I'm refactoring some SQL to remove hardcoded dates that exist within several OR conditions, as part of an INSERT INTO statement.
For example:
OR ( site = 'site.com' AND url = 'www.someurl.com' AND date < '2021-01-01')
OR ( site = 'site.com' AND url = 'www.otherurl.com' AND date < '2019-09-09')
site = 'site.com' always stays the same.
url = 'www.someurl.com' will have different URLs
The dates will also change.
In order to remove several lines that exist like the one above, I've created a reference table that contains a list of the site names, a boolean column to mark the interesting urls, and the dates (same as the hardcoded ones)
I've sorted out everything except AND date < '2021-01-01'. How do I select rows from Table A where the url matches the url from my reference table (Table B), where the date is less than the date in the reference table?
I'm down a subquery rabbit hole with the following:
OR (site = 'site.com' AND url IN ( SELECT url_ref
FROM REF_TABLE
LEFT JOIN TABLE A
ON url = url_ref) AND date < ( SELECT start_date
FROM REF_TABLE
LEFT JOIN TABLE A
ON url = url_ref ) )
I was able to eliminate another large OR statement that contained a list of urls, but without dates.

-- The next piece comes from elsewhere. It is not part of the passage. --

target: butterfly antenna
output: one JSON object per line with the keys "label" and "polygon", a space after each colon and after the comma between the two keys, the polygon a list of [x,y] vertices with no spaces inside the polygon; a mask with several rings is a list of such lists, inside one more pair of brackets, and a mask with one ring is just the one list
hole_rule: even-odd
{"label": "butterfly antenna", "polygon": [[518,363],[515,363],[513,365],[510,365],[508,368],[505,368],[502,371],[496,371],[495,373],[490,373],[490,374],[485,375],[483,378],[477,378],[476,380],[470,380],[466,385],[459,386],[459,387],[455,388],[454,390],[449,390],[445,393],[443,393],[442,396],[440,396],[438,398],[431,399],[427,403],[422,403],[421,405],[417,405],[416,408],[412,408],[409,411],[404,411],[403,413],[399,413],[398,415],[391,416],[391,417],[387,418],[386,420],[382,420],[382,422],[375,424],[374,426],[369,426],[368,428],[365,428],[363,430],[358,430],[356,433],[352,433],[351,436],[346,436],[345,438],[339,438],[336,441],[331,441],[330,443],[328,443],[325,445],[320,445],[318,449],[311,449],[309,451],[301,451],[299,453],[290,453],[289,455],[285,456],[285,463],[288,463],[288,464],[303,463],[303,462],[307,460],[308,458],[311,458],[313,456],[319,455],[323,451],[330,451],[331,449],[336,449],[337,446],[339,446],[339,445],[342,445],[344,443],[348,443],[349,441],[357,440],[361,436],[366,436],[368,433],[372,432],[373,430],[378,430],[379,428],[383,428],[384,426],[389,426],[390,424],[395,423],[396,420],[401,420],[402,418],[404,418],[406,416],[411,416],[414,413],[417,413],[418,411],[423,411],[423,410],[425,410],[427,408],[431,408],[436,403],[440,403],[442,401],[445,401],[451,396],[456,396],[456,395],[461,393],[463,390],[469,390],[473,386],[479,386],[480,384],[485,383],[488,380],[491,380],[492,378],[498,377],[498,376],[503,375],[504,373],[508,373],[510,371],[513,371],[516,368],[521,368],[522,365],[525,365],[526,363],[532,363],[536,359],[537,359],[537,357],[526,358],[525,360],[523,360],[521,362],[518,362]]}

I'm stuck on these few cases where I need to only take rows where the date is less than a certain date, as defined in the reference table.
That works like this:
OR (ref.intersting = 't' AND url NOT IN ( SELECT url_ref
FROM REF_TABLE
WHERE url_ref IS NOT NULL ) )
Thank you!
p.s. The purpose f this is so that I can stop editing a python script every time a new exception is created. Instead, I will just add a row to the reference table and the script won't need to change.
You can use EXISTS
:
OR
(outer.site = 'site.com' AND
EXISTS (SELECT 1
FROM REF_TABLE r
WHERE outer.url = r.url AND
outer.date < r.date
)
)
outer
is the table alias for the columns in the outer query.